Rory Solomon is a software engineer, artist, and adjunct faculty at Parsons The New School for Design. His research focusses on the media archaeology of software, infrastructure, the stack, and computer programming education. Rory has developed database-backed websites for many organizations, including the New York Review of Books and Bank Street College of Education, and was the technical lead for the Urban Research Tool: a web-based mapping platform for geospatial humanities research. Rory has collaborated on artworks featured in Medialab Prado, the Conflux Festival and the National Art Museum of China. He holds Bachelor of Arts degrees in Computer Science and Mathematics from UC Berkeley, and a Master of Arts in Media Studies from The New School, where his thesis “The Stack: A Media Archaeology of the Computer Program” received an Award of Academic Achievement. @rorys
Anna is a writer, educator and recovering art historian. She holds a BAFA and a Master of Arts in Fine Art from the University of Cape Town, where she also taught in the departments of photography and art history. Her Master's thesis explored representations of queer citizenship in post-apartheid South African visual culture, emphasizing the multiple forms of belonging these representations reveal and the structural inequalities that determine their expression. Her current research is concerned with vulnerability as a performance and a political strategy in South African culture and in relation to global social movements. Wider interests include contemporary African art, film and photojournalism, biopolitics, decolonial thought, queer and affect theory, violence, and memory. Anna’s writing has appeared in magazines, newspapers and online, and she has twice been recognised in the South African National Arts Journalism Awards.
Meg is an artist and researcher interested in the feedback between material environments and aesthetic experiences. Her academic work focuses on how design practices and expressions of taste—particularly those entangled with the Western idea of Nature—can perpetuate or remedy existing inequalities. She researches how humans can live out their relationships with their environments through sensory dispositions and representational practices rather than through explicit narratives. She is especially interested in architecture, textiles, and materials design, and in the dual role of technology as both feature of the environment and as a perceptual apparatus. These explorations are informed by Meg's years working in Baltimore, her hometown, as an educator, organizer, and coordinator for the public employment system. She holds an MSc from the School of Geography and the Environment at the University of Oxford, as well as a BA from Fordham University. A sample of some past creative projects is available on her website.

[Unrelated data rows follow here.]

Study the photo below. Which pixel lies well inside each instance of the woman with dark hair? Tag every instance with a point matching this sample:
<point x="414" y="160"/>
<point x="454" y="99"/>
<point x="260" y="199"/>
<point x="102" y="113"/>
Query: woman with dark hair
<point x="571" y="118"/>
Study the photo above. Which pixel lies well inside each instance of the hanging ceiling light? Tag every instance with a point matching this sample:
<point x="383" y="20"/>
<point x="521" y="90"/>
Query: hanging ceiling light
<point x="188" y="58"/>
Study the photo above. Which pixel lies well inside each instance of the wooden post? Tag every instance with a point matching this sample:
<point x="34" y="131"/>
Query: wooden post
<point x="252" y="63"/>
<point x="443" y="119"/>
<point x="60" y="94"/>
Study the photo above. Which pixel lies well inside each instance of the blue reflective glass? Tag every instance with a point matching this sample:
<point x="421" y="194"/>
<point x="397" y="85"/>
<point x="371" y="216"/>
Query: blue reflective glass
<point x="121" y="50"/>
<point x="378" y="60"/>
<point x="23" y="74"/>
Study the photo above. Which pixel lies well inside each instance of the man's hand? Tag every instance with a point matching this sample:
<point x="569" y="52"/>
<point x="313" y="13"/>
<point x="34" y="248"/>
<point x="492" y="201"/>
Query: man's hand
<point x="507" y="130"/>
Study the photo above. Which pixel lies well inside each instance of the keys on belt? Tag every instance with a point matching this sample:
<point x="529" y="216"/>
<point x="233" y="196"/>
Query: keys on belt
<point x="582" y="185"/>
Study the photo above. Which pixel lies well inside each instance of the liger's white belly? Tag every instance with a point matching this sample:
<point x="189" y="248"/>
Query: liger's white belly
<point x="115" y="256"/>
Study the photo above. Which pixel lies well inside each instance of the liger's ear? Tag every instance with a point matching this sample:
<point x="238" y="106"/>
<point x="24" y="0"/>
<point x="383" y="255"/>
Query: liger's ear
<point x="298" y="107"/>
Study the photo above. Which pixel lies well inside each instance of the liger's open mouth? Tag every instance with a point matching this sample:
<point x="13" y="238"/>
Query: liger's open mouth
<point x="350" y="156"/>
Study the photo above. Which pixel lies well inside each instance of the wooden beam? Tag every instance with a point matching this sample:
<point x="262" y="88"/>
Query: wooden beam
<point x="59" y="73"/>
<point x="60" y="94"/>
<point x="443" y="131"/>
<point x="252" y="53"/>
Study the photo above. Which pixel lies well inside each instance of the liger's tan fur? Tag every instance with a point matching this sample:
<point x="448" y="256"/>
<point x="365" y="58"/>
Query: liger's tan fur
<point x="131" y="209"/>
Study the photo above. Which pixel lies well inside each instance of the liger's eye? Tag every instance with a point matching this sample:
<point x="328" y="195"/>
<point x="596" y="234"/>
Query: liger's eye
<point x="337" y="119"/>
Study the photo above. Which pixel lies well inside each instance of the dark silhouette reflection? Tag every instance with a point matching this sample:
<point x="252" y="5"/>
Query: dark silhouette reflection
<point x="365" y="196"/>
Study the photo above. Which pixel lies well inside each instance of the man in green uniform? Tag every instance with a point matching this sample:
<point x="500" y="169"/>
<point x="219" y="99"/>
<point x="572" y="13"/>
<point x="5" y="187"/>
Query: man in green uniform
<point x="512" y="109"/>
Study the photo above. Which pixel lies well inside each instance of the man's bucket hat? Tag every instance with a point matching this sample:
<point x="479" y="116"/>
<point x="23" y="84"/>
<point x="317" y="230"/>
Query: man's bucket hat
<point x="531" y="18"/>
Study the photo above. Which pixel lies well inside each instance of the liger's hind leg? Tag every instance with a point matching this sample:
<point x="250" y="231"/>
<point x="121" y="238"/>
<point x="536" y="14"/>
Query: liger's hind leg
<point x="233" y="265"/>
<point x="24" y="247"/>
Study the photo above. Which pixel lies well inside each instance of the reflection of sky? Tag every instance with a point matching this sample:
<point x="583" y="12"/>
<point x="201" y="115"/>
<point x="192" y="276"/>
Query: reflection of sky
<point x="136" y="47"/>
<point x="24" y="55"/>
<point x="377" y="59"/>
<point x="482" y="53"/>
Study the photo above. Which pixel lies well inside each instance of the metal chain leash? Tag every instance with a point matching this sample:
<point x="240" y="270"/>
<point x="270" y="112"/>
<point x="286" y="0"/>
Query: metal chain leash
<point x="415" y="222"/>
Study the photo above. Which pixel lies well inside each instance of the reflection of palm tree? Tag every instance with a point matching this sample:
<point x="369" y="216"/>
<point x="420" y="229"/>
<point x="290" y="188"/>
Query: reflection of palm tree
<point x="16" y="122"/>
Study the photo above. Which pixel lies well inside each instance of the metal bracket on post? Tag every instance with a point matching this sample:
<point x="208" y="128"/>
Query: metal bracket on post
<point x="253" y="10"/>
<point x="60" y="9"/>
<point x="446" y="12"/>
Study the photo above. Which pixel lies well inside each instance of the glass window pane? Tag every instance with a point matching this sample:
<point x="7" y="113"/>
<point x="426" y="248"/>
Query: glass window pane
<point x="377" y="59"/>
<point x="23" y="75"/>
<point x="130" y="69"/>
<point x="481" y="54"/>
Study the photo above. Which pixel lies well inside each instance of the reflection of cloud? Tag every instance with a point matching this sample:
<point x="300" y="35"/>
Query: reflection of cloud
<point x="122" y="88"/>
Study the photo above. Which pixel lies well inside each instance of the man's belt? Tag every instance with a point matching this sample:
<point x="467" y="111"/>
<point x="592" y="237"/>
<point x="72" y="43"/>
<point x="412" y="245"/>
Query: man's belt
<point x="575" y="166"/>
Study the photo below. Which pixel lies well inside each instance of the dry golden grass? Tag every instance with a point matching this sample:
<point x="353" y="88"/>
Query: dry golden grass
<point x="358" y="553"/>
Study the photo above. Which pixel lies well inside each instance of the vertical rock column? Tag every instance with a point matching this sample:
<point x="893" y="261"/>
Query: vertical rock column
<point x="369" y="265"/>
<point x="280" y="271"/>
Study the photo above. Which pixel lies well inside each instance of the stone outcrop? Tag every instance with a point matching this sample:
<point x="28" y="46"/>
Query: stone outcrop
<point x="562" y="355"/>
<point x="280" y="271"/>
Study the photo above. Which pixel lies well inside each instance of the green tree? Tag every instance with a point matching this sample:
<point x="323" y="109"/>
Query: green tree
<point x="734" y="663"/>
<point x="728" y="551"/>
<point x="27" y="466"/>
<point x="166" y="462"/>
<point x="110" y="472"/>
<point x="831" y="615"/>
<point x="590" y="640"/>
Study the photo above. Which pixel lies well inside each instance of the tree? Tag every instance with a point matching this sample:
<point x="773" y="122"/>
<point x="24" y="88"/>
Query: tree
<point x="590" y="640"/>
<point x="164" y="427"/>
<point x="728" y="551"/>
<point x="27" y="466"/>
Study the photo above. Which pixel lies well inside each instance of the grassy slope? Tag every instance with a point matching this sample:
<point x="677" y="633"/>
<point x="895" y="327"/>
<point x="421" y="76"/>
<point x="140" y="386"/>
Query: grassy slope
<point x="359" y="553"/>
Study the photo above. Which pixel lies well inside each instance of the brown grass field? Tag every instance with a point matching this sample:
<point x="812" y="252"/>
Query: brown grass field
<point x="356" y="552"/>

Shari is working through the relation between media studies and psychoanalysis. Her research considers how conceptual metaphors of mediation reveal the cultural anxieties and fantasies of communication. Human-computer interaction is a primary focus of her work, which is informed by theories of influence, desire, and delusion. Her academic interests include the intellectual history of media theory and the cultural histories of cinema and television. While working as a digital media producer for nonprofit clients in Washington, DC, she edited digital video and designed the information architecture of websites in open-source content management systems. Shari received her BA in Political Communication and Film Studies from The George Washington University and received her MA in Media, Culture, and Communication from New York University.